ORT Israel is a non-government organization devoted to education in Israel.

"ORT Israel" (ORT is an acronym of the Russian Общество Ремесленного Труда – "Association for Vocational Crafts") is the largest educational network in Israel for science and technology education and has been operating in Israel since 1949 as a public benefit company. The network operates some 210 educational institutions including engineering colleges, middle and high schools, and one elementary school, in over 55 local authorities. Some 100,000 students attend ORT Israel schools and colleges and, to date, the network has trained some 600,000 graduates. Its students come from all sectors and populations in Israeli society.

Ort Israel began functioning in 1948, when Aharon Syngalowsky, then Chairperson of World ORT, came to Israel. With the dramatic increase in immigration from North Africa, Europe and the Middle East, new challenges in absorption and rehabilitation emerged. Thousands of new immigrants needed to be integrated into the new society, and to this end, jobs and vocational training were needed. Many senior figures in the country supported this idea, such as Zalman Shazar, then the Minister of Education, and later to become President, Zalman Aran, later to become Minister of Education, and Mordechai Bentov, the Minister of Housing. The management of ORT rented an abandoned building in Jaffa and another one on Nevi'im Street in Jerusalem.

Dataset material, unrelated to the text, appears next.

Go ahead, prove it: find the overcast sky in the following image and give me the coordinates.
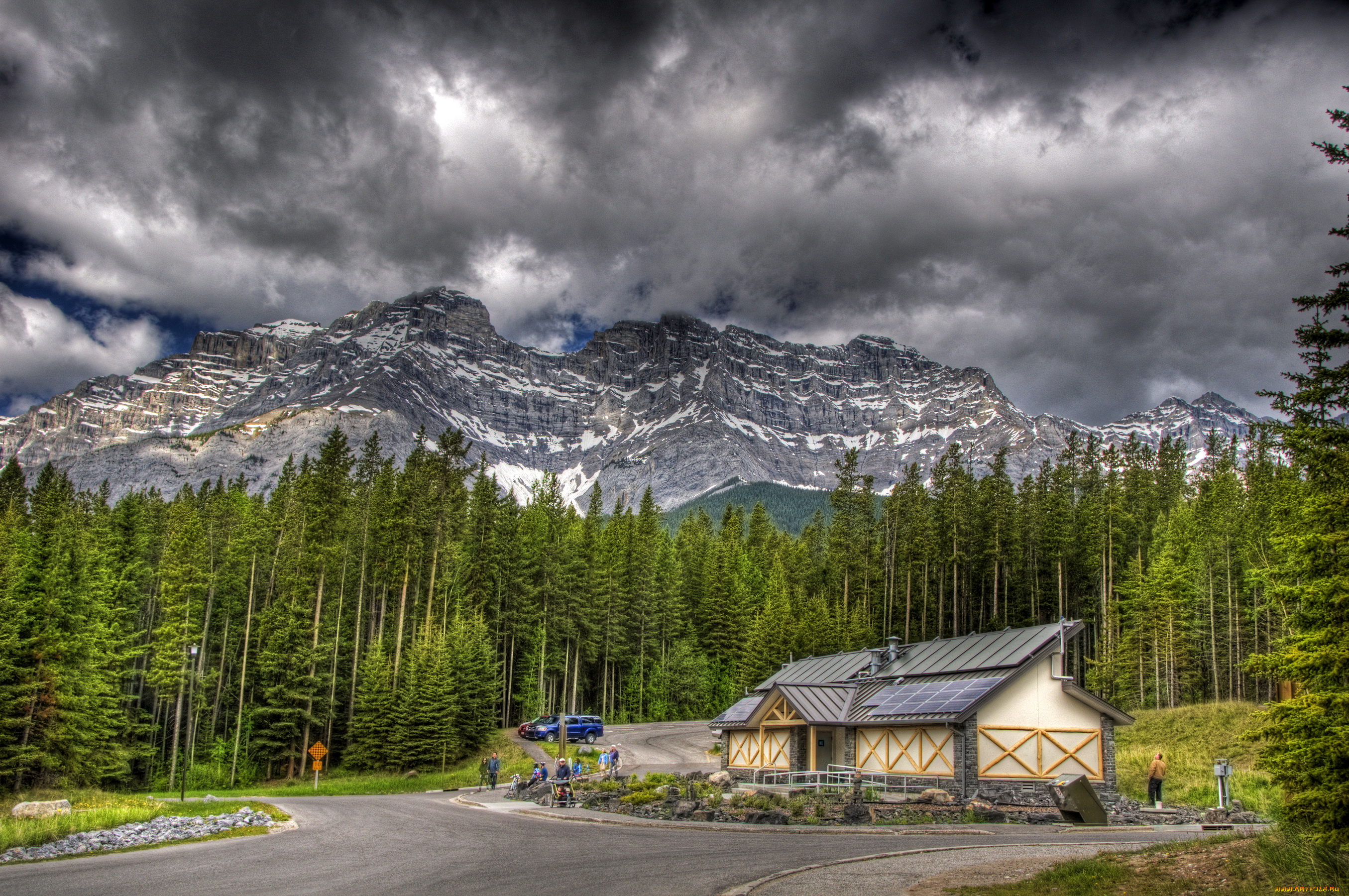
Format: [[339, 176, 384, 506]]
[[0, 0, 1349, 424]]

The first ORT school in Israel opened in Jaffa in 1949[1]. Its beginnings were modest, with only short courses for discharged soldiers, in order to make it easier for them to integrate into the country's economy. The school was headed by engineer Zvi Rivlin. Thus ORT Israel was founded, and this was also the beginning of technology education in the State of Israel. The school operated for seven consecutive years in extremely crowded conditions. The first courses were in welding, carpentry, pajama sewing, weaving, radio, electricity, and typewriter repair. Hundreds of discharged soldiers and new immigrants passed through the school, studying mainly in evening classes. At the end of the 1950s, ORT managed to open the new and very modern school in Tel Aviv, Yad Eliyahu named ORT Syngalowsky.

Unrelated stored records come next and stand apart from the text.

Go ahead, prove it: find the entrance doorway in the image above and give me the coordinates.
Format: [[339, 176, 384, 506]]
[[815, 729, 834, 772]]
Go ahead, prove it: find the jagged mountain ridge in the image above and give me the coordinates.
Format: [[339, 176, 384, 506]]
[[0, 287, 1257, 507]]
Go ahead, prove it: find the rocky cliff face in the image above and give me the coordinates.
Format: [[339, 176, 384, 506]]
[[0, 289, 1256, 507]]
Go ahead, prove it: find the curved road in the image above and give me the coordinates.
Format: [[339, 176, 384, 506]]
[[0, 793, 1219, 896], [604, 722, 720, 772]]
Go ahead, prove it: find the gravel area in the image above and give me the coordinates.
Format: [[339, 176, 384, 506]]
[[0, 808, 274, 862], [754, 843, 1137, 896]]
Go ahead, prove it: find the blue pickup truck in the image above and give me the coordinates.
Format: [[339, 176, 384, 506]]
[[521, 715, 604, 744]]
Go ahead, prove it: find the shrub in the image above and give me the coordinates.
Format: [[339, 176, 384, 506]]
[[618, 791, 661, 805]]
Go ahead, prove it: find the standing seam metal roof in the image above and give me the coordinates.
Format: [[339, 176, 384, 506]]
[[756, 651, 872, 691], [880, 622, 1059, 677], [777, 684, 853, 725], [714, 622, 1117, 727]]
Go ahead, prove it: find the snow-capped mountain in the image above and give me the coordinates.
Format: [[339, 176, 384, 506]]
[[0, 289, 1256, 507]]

During the 1960s, needs grew, and ORT decided to expand; the number of students in the network doubled, and doubled once again in the 1970s. The education authorities in Israel decided to make technological and vocational education a priority and demanded that more and more schools be built for this purpose. Between 1960 and 1975, 60 additional schools were added to the network to make a total of 80 schools. Thus, a decade later, the number of ORT students exceeded 70,000. The new schools were opened not just in the big cities, but also on kibbutzim, in development towns, in yeshivas and even among the Arab population.